I find it hard to see why we will be judged, even if its not for salvation but for rewards. Because all our works are _carried out in_ God (Jn 3:21). And He works in us to will and to work for His Pleasure (Phil 2:13). If I lived more faithfully than my brother, it doesnt mean I earn more rewards or more worthy of commendation. Right?

Yet there are numerous passages suggesting that even believers will be judged. My pastor likes to teach that salvation is by faith, yet there are different rewards based on how well you utilized your gifts from God and how faithfully you lived. He bases this on Luke 12:48: Everyone to whom much was given, of him much will be required. 

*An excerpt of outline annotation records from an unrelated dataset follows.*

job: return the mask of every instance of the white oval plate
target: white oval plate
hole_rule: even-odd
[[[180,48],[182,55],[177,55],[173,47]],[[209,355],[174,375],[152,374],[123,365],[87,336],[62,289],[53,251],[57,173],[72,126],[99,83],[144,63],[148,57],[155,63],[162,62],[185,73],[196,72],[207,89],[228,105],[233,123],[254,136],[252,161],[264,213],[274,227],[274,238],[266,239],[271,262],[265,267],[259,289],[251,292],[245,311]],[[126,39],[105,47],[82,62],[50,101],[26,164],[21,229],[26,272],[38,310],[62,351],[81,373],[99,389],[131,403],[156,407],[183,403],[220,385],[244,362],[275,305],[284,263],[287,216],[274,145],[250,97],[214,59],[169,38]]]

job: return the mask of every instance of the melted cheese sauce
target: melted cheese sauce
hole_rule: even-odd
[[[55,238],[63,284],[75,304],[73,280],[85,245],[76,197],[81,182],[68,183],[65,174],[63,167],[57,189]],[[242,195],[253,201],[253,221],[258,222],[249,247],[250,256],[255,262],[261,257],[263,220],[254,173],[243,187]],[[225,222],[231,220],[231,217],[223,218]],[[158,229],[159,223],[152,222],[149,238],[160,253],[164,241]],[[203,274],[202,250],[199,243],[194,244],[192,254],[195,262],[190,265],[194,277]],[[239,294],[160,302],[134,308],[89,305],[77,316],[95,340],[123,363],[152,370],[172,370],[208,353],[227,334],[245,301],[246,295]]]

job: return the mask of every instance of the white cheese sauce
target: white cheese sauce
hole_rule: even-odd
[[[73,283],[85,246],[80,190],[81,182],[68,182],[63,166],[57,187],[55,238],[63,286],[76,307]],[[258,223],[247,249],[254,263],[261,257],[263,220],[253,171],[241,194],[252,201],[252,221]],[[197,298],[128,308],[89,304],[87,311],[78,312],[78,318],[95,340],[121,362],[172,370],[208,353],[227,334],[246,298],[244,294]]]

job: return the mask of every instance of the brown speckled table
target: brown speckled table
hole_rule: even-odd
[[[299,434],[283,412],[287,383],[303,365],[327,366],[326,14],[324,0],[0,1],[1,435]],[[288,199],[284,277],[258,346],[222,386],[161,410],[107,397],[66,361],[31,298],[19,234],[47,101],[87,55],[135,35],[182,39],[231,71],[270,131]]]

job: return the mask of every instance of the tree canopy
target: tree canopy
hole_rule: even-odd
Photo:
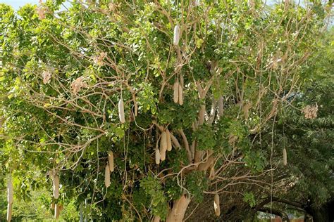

I am almost 100% persuaded this interpretation is going back to works and human merit. Except I cant ignore the passages that does speak of reward and judgment.

Help...

btw my pastor is not reformed.


----------



## Peairtach (Aug 10, 2010)

God rewards the grace He works in us to the extent that we co-operate with the Holy Spirit in the work of sanctification.

Justification is by Christ's life and death (His "active and passive" righteousness) alone and not achieved by us. This guarantees any who exercises faith in Christ a place in the Heavenly Kingdom even if they make a "pigs ear" of their sanctification.

Of course if they do make a complete pigs ear of their sanctification, and no-one's progressive sanctification is other than filthy rags with a few gold nuggets of true good works scattered among, we may well wonder if they were truly saved in the first place, because progress in sanctification - however imperfect - is evidence of justification.

If it isn't just for God to reward the good works that He works in us by His grace, then it is also not just for human beings to receive rewards of any kind, since it is e.g. only by grace, common and/or saving, that a person is able to work for an employer and earn a wage, that an artist is able to produce a work of art that deserves praise and reward, etc, etc.

How could there be any just rewards at all for human beings, e.g. a man's pay packet at the end of the month, since all that they have and do is either by common grace or saving grace or traced to it?

_For who sees anything different in you? What do you have that you did not receive? If then you received it, why do you boast as if you did not receive it? (I Corinthians 4:7, ESV) _

Yet no-one would think that it was right for an employer to deny his employee his wages, because the employee had done all by grace, would they?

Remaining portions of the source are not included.